Int M = randselect (A, 0, A. Length-1, k );
Arrays. Sort (B); // sort B again
Assertequals (B [K], M); // at this time, m should be the same as B [k]
}
}

 

We can see that the operation is successful :)

 

The complexity is analyzed as follows.

 

First, reconstruct randselect and change it to the number of comparisons.

 

 
Java code
Int randselect2 (INT [] ary, int left, int right, int index ){
If (left> right | index> right-left ){
Throw new illegalargumentexception ();
}

If (Left = right ){
Return 0; // modified
// Return ary [left];
}

Int times = right-left; // The following partition must be compared right-left times.
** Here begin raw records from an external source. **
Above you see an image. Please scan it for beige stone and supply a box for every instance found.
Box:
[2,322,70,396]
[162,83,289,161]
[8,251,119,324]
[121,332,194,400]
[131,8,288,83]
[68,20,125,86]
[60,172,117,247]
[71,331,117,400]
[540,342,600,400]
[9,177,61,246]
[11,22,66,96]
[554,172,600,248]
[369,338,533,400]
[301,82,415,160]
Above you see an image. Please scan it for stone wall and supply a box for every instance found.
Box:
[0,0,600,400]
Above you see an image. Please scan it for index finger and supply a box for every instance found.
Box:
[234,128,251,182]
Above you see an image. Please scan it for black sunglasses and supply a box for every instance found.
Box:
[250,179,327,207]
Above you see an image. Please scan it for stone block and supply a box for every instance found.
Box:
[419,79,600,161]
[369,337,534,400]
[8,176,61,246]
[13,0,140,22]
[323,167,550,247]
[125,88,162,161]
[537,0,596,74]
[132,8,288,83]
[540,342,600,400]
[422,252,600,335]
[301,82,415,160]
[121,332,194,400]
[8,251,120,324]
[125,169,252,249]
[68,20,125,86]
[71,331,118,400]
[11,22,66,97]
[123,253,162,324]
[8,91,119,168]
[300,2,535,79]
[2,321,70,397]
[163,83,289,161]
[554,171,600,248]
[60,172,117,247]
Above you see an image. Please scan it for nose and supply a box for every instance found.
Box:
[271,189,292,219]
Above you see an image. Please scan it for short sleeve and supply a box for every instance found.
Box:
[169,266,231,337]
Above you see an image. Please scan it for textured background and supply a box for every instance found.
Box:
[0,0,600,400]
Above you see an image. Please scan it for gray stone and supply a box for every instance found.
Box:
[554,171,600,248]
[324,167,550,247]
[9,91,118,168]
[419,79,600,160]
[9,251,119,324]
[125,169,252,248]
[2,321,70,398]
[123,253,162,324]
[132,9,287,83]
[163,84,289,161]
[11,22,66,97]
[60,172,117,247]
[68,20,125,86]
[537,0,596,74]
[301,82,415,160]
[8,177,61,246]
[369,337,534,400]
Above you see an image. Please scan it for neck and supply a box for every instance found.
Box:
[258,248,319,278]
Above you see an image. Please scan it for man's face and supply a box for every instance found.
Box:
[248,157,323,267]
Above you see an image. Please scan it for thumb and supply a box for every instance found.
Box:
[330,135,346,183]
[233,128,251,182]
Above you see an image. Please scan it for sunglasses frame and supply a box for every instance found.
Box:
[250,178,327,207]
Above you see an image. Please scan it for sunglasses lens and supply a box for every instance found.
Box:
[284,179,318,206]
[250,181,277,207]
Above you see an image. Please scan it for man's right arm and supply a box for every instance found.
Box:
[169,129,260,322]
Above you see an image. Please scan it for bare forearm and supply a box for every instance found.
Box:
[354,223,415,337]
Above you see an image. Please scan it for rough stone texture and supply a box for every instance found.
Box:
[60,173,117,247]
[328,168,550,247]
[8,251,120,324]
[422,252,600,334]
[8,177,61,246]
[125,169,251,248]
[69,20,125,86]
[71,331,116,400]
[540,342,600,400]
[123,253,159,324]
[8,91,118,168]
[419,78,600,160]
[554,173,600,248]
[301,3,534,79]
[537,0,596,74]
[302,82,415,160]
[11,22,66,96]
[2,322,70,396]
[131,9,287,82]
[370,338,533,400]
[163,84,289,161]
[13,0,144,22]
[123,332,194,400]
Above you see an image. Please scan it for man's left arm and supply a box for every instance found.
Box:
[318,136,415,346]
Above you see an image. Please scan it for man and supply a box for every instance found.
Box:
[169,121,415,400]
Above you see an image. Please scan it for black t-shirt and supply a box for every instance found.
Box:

For details, see quick sorting (note 4)
Int mid = partition (ary, left, right );
Int Len = mid-left;
If (Index = Len ){
Return times;
// Return ary [Mid];
} Else if (index <Len ){
Return times + randselect (ary, left, mid-1, index); // modified
} Else {
Return times + randselect (ary, Mid + 1, right, index-len-1); // modified
}
}

 

Then the method above is simplified.

1. parameter check is not required

2. Left = right test ---> N = 0

3. Represent left and right as N-related, and remove a and index.

3. In general, the partition is evenly distributed, and we assume that all code paths go through the branch of index <Len

The above method can be simplified to the average comparison times.

 
Java code
Int randselect2 (int n ){
If (n = 0 ){
Return 0;
}
Int times = n-1; // Number of partition comparisons
Return times + randselect2 (n/2); // halved after each split
}

The recursive formula is T (n) = T (n/2) + (n-1)

The above written series is: (n-1) + (n-1)/2 + (n-1)/4 + (n-1)/8 +...

(N-1) (1 + 1/2 + 1/4 + 1/8 +...) ---> almost 2 (n-1)

Therefore, the complexity of the randselect algorithm is linear.